Technically, JavaScript can store binary data in strings dynamically. Unlike some other languages where strings are terminated with null characters, JavaScript simply treats character 0x00 as any other. It's therefore quite tempting to add binary data into a string because then you'll have an easy-to-use dynamic data structure for binary data! However, I do not recommend doing this. While it may seem to work and be ever so convenient, there are numerous tricky caveats involved: JavaScript will automatically interpret data in strings as being "string data" and will gladly transform and adjust the bytes as it sees fit to handle proper Unicode character encoding. Additionally, JavaScript actually stores strings as 2 bytes per character in memory. So, each byte of binary data you put into a string will be stored as 2 bytes, which will double your memory usage---but the main reason for avoiding this is to stay away from the strange character encoding behavior that your binary data will be inadvertently subjected to. An excellent example of this is clearly described here: Binary data in the browser: Untangling an encoding mess with JavaScript Typed Arrays
array of number: a dynamic length binary storage option
The closest thing JavaScript has to dynamic length storage of binary data would be arrays of numbers, where the numbers are limited to values from 0 to 255. ex: let byteArray = [0,10,255]

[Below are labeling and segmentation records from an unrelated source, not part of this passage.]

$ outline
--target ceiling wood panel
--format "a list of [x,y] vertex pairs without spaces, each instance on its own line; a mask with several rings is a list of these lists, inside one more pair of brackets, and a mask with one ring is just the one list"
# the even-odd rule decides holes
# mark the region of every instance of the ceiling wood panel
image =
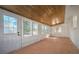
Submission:
[[[64,23],[63,5],[1,5],[0,7],[50,26]],[[56,18],[59,23],[52,24]]]

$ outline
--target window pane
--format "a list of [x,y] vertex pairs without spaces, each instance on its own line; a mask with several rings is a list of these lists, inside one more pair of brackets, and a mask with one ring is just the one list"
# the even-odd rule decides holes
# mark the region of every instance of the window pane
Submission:
[[33,23],[33,35],[38,35],[38,24]]
[[4,15],[4,33],[17,33],[17,20]]
[[23,32],[26,35],[31,34],[31,23],[29,21],[24,21],[23,22]]

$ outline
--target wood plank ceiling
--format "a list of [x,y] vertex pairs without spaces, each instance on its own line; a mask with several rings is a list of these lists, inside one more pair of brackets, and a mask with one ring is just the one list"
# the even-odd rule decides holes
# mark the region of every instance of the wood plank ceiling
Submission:
[[1,5],[0,8],[50,26],[64,23],[63,5]]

The static length binary storage classes can also convert their contents to and from a number array like so:
examples of converting from a number array containing bytes to Uint8Array
, and Buffer
// an array of bytes ...
let byteArray = [0,10,255];
byteArray.push(99); // <-- adding a byte dynamically
// ... to Uint8Array
let uInt8Array = Uint8Array.from(byteArray);
console.log(uInt8Array); // Uint8Array(4) [0, 10, 255, 99]
// ... to Buffer (in Node.JS)
let buffer = Buffer.from(byteArray);
console.log(buffer); // <Buffer 00 0a ff 63> aka [0, 10, 255, 99]

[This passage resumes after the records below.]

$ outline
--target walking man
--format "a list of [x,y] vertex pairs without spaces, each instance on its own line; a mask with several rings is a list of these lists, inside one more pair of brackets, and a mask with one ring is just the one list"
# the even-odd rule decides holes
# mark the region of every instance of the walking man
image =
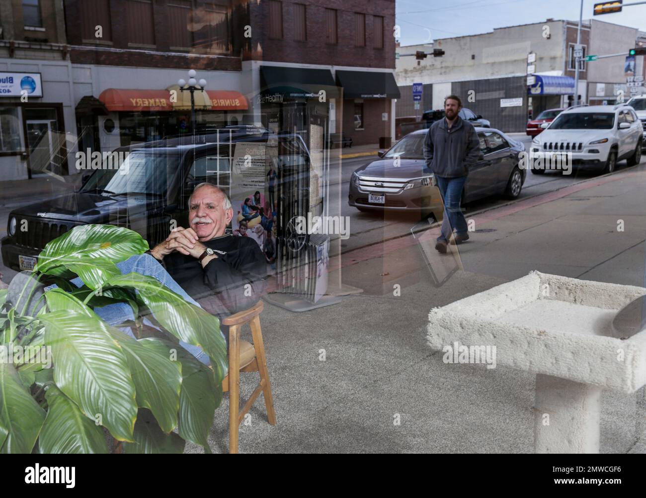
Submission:
[[435,249],[443,254],[448,243],[461,244],[469,239],[460,204],[469,168],[480,155],[477,133],[471,123],[458,115],[461,109],[459,97],[446,97],[444,118],[431,125],[424,142],[424,173],[433,173],[444,201],[442,233],[435,243]]

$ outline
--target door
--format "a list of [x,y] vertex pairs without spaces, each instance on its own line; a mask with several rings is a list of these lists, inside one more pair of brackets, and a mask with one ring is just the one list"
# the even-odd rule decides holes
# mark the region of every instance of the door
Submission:
[[493,162],[488,158],[488,150],[484,133],[478,133],[480,142],[481,158],[469,169],[465,186],[465,202],[471,202],[481,197],[486,197],[493,192],[492,185],[495,185],[495,175],[492,168]]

examples of converting from the above uInt8Array
, and buffer
back to number arrays containing bytes.
// ... from uInt8Array
let byteArray2 = [...uInt8Array.values()];
console.log(byteArray2); // [0, 10, 255, 99]
// ... from buffer (in Node.JS)
let byteArray2 = [...buffer.values()];
console.log(buffer); // [0, 10, 255, 99]
conclusion
If you are writing a library to be used on both the browser and in Node, the best way to deal with binary data is to have all of your functions take and return ArrayBuffer
, that way, the developer using your functions can access the data however they see fit. (via the Uint8Array
, DataView
, Blob
, and Buffer
in Node.) After that, it's up to you how you want to access the data inside your functions, keeping in mind that the Buffer
object is only built into Node, but not the browser. Lastly, if you want to store binary data in a dynamic length data structure, arrays of numbers are the only viable option, as storing binary data in strings is problematic.